Using the PicoTTS component is straight forward. Effectively the steps are:
- Initialise the engine
- Register a callback function to receive the speech samples
- Send text to the engine
- Eventually, shut down the engine
In code, this can look like:
#include "picotts.h"
#define TTS_TASK_PRIORITY 5
#define TTS_CORE 1
void my_sample_cb(int16_t *buf, unsigned count)
{
esp_codec_dev_write(speaker_codec_dev, buf, count*2);
}
if (picotts_init(TTS_TASK_PRIORITY, my_sample_cb, TTS_CORE))
{
static const msg[] = "Hello, world";
picotts_add(msg, sizeof(msg)); // Include the \0 to tell TTS to go
// Do other stuff, or at least wait until the msg has been spoken
picotts_shutdown();
}
API documentation can be found in the picotts.h header file.
The PicoTTS engine relies on two resource blobs, a Text Analysis (TA) resource and a Signal Generator (SG) resource. In upstream PicoTTS, these are loaded into RAM from files on disk. As RAM is a very precious resource on a microcontroller, this component has replaced the resource loading routines such that they can be accessed directly from memory-mapped flash instead. This reduces the RAM foot-print from 2.5MB down to 1.1MB.
There are two options on how to bundle the resource files onto flash. The default, and arguably the easiest, is to embed the resource files directly into the application binary. The one downside to this approach is that application size grows significantly, and may present an issue with firmware upgrades. You will definitely use a much larger application partition than usual. Alternatively, the resource files can be placed in dedicated flash partitions and accessed from there instead. The advantage with this approach is that the language resources are no longer directly coupled to the application binary. Which approach is best will depend on the specific project circumstances.
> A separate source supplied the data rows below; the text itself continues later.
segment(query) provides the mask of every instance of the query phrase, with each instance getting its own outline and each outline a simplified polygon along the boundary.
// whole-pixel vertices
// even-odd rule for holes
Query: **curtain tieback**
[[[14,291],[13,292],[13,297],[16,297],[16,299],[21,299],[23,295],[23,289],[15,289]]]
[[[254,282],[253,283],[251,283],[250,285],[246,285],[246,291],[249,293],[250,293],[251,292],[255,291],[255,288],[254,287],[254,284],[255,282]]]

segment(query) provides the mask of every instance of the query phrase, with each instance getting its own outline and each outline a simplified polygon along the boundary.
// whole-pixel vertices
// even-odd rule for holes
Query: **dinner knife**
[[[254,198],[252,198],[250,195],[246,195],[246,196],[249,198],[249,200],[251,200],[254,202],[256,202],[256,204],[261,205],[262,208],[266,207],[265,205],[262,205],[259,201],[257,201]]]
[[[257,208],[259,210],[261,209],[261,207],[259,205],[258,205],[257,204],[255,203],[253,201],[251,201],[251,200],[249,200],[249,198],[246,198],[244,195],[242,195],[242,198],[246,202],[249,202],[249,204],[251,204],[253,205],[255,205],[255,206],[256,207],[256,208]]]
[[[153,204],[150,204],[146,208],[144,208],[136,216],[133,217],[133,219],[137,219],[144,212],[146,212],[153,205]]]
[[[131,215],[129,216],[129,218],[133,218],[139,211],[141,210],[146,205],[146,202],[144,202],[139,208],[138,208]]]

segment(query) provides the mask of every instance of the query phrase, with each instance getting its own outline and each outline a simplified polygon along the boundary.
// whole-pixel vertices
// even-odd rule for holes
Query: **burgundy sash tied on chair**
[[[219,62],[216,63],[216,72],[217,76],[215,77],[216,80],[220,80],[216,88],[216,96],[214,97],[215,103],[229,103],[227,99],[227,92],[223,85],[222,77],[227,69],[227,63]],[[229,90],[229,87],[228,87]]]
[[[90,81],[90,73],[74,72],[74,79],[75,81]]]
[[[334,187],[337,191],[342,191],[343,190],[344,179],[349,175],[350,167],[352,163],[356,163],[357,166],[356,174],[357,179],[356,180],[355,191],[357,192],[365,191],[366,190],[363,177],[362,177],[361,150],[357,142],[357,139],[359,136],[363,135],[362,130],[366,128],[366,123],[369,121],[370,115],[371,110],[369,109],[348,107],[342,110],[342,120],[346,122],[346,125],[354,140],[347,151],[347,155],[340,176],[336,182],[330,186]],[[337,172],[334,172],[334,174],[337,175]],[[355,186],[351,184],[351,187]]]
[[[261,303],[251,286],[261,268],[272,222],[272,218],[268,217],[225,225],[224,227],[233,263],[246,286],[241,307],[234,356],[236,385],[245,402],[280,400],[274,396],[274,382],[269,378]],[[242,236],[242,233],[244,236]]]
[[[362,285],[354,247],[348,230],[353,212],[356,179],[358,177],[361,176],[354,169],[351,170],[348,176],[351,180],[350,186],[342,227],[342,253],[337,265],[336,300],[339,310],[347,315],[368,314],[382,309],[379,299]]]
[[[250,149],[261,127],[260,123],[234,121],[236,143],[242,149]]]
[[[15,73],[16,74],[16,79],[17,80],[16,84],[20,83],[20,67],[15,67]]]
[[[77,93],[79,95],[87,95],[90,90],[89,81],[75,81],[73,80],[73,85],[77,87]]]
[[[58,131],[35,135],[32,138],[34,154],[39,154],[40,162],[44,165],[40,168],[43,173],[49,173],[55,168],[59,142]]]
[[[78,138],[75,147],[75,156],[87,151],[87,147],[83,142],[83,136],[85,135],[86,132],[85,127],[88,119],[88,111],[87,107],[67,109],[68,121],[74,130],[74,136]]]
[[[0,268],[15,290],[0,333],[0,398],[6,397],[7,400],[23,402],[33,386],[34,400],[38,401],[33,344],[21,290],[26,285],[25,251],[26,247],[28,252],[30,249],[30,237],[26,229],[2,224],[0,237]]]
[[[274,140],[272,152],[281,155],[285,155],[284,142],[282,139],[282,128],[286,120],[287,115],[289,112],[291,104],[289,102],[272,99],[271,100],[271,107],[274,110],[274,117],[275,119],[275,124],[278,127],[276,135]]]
When this component is configured to load its language resources from partitions rather than having them directly embedded into the application binary itself, you will need to add partition entries to hold the Text Analysis (TA) and Signal Generator (SG) resources. Example entries for partitions.csv
:
picotts_ta, data, undefined, , 640K,
picotts_sg, data, undefined, , 820K,
You are free to use any valid partition type and subtype. This component loads purely by the partition name. The partition names may be changed via Kconfig if so desired.
The partition sizes may be shrunk to better match the language you're using. What's show here are the maximum partition sizes to fit any language bundle.
The boot_greeting example is written for ESP-BOX and uses this component to issue a greeting upon boot.